Directed acyclic graph representing healthy worker survivor effects. Let j be index age, X is styrene exposure, W is work status, U is an unmeasured common cause of W and T, and T is survival time. The three component associations expressing work status as a time varying confounder are shown as c₁, c₂, and c₃ (adapted from Naimi et al, 2013).

For c₁, time to end of employment was the outcome of interest. Three approaches were used to investigate c₁. First, following the approach in Naimi et al (13), the association between time-varying past cumulative exposure and the time-to-end of employment was considered. Second, because cumulative exposure is largely dependent on duration of employment, the effect of average exposure intensity (defined as past cumulative exposure divided by duration of exposure) on employment termination was also considered. Third is the effect of current exposure, while controlling for past exposure, on leaving employment. Current exposure was a time-varying variable defined as the ppm of exposure on the current day of observation, and past exposure defined as a time-varying variable of duration in a job with >30 ppm exposure, which was modeled as a restricted cubic spline. While Naimi et al (13) did not employ this last approach, we note that it directly coincides with the hypothetical underlying mechanism of HWSB given in their analysis and the directed acyclic graph presented in Figure 1. In addition, these last two approaches are also similar to more recent approaches, such as Neophytou, et al. (29), in which the effect of average daily exposure on employment termination was modeled with an accelerated failure time (AFT) model in a cohort of miners exposed to diesel exhaust. All three metrics were modeled categorically so as not to impose any particular parametric exposure-response shape.

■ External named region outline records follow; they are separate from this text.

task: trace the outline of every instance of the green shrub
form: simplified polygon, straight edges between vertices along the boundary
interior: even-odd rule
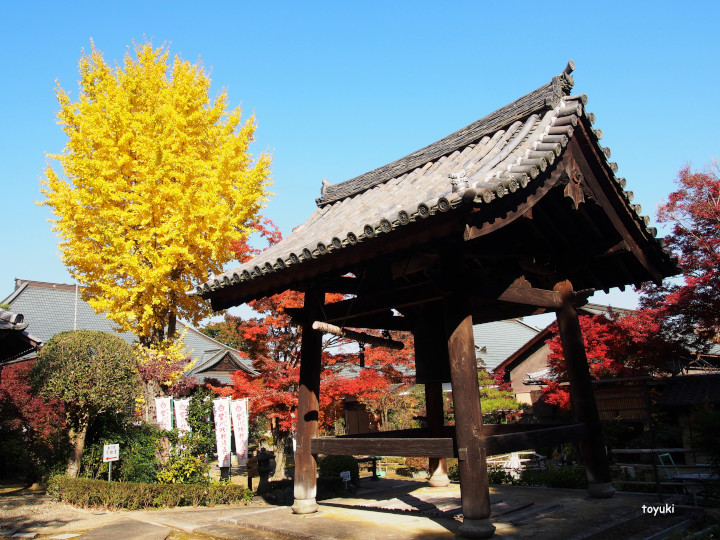
[[[512,484],[513,476],[502,467],[488,467],[488,482],[491,484]]]
[[[67,476],[53,477],[48,485],[47,493],[58,501],[83,508],[125,508],[128,510],[246,504],[253,497],[252,491],[235,484],[163,485],[105,482],[104,480]]]
[[[160,484],[206,484],[210,481],[207,465],[197,456],[171,456],[157,474]]]
[[[427,471],[430,469],[428,458],[406,457],[405,466],[411,471]]]
[[[120,444],[120,460],[112,465],[113,480],[154,483],[160,470],[158,444],[164,433],[148,424],[133,424],[124,415],[101,415],[93,422],[85,445],[81,476],[107,478],[103,446]]]
[[[352,456],[325,456],[318,463],[320,478],[340,478],[343,471],[350,471],[350,480],[353,483],[360,480],[360,467]]]
[[[587,487],[587,477],[582,467],[549,466],[544,470],[523,469],[520,478],[514,479],[512,483],[519,486],[583,489]]]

Similarly, for c₃, time to lung cancer mortality was modeled with stratified Cox regression. Three time-varying exposure metrics were considered: currently employed, ever employed within the past 5 years and duration of employment (regardless of exposure).

For completeness, time to lung cancer by exposure was also evaluated and results can be found in the Web Table 1.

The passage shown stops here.